Al-Wefak durfte mit lediglich fünf Vertretern teilnehmen und sah sich in ihrem Misstrauen bestätigt: Wieder einmal sei die Opposition unterrepräsentiert, obwohl die Schiiten die größte Wählergruppe darstellten. Deshalb gab der schiitische Al-Wefak-Block seinen Rückzug aus den Gesprächen bekannt. Der nationale Dialog sei von Beginn an zum Scheitern verurteilt gewesen, sagt der Bahrain-Experte Faraz Sanei von der Organisation Human Rights Watch. Es habe keine ernsthafte Anstrengung von Seiten der bahrainischen Regierung gegeben, um eine Versöhnung in die Wege zu leiten. "Der nationale Dialog ist auf jeden Fall tot", so Sanei.

Eine Mehrheit ohne Stimme

Eine Schiitin geht an einem Graffiti in Karzakan in Bahrain vorbei (Foto: AP)
Im schiitischen Dorf Karzakan wird ein Machtwechsel gefordertBild: dapd

Die Schiiten in Bahrain machen mit etwa 70 Prozent die Mehrheit der Bevölkerung aus. Sie werden aber seit mehr als 200 Jahren von sunnitischen Herrschern regiert. Im Februar waren deshalb Unruhen ausgebrochen. Die Schiiten fühlen sich sozial, wirtschaftlich und politisch diskriminiert.

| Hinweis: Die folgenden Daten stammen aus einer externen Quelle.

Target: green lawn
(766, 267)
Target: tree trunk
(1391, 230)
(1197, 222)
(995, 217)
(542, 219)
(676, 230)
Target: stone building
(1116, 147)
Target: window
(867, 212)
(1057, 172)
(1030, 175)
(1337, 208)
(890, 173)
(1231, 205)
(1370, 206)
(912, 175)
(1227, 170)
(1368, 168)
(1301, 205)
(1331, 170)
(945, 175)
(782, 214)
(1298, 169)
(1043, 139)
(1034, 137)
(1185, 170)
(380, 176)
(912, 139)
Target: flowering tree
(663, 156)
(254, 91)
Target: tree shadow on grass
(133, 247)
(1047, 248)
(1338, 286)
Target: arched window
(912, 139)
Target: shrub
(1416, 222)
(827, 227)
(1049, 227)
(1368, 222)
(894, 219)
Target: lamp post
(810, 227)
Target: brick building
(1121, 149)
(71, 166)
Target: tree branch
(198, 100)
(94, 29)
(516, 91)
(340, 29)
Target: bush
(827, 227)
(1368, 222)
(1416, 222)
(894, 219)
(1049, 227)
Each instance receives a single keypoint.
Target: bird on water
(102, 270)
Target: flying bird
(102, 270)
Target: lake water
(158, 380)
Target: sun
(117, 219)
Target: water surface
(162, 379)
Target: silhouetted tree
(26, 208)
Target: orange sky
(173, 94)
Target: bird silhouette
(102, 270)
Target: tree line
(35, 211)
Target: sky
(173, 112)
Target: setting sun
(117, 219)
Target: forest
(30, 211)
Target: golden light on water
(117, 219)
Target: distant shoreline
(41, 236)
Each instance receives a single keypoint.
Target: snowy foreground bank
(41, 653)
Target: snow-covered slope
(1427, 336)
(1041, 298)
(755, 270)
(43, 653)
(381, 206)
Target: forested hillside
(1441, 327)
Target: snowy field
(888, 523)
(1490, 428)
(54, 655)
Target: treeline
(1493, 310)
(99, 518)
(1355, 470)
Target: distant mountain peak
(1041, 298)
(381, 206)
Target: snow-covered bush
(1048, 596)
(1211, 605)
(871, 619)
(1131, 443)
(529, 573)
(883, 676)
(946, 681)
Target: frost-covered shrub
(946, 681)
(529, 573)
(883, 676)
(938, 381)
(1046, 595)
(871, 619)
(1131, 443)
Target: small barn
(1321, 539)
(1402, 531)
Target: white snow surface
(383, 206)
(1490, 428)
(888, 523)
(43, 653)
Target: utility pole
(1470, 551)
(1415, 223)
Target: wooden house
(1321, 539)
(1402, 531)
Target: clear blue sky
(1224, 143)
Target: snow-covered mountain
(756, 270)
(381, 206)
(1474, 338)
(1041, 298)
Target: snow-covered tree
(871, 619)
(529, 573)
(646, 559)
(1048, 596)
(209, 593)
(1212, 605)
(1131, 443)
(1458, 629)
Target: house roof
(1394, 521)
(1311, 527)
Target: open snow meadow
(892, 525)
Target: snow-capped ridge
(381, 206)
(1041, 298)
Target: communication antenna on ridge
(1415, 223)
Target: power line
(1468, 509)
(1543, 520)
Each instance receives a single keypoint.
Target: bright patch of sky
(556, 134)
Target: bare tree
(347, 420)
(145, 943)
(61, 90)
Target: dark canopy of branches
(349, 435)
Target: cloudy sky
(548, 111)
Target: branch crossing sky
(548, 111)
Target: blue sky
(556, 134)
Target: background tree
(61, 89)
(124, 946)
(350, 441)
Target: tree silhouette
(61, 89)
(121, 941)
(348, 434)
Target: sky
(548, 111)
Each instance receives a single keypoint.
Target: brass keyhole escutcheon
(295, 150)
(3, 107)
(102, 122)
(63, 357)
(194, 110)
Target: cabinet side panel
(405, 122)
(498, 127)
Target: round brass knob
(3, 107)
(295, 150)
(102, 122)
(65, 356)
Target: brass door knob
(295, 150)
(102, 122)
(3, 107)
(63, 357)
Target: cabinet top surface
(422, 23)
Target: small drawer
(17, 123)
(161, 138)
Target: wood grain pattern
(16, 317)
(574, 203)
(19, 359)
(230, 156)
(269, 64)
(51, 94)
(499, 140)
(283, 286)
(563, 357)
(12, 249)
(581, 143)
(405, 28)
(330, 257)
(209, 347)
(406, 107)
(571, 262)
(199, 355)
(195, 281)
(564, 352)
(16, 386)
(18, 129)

Wie beim Thema Wahlen zum Beispiel. Schiiten dürfen nur über weniger als 50 Prozent der Sitze entscheiden. Schiitische Wahlkreise sind mit bis zu 30.000 Stimmen meist sehr groß. Sunnitische Wahlkreise hingegen sind mit etwa 3.000 Stimmen überwiegend klein. Jeder Wahlkreis kann jeweils über einen Abgeordneten abstimmen, so dass eine künstliche Mehrheit an Sunniten im Parlament hergestellt wird.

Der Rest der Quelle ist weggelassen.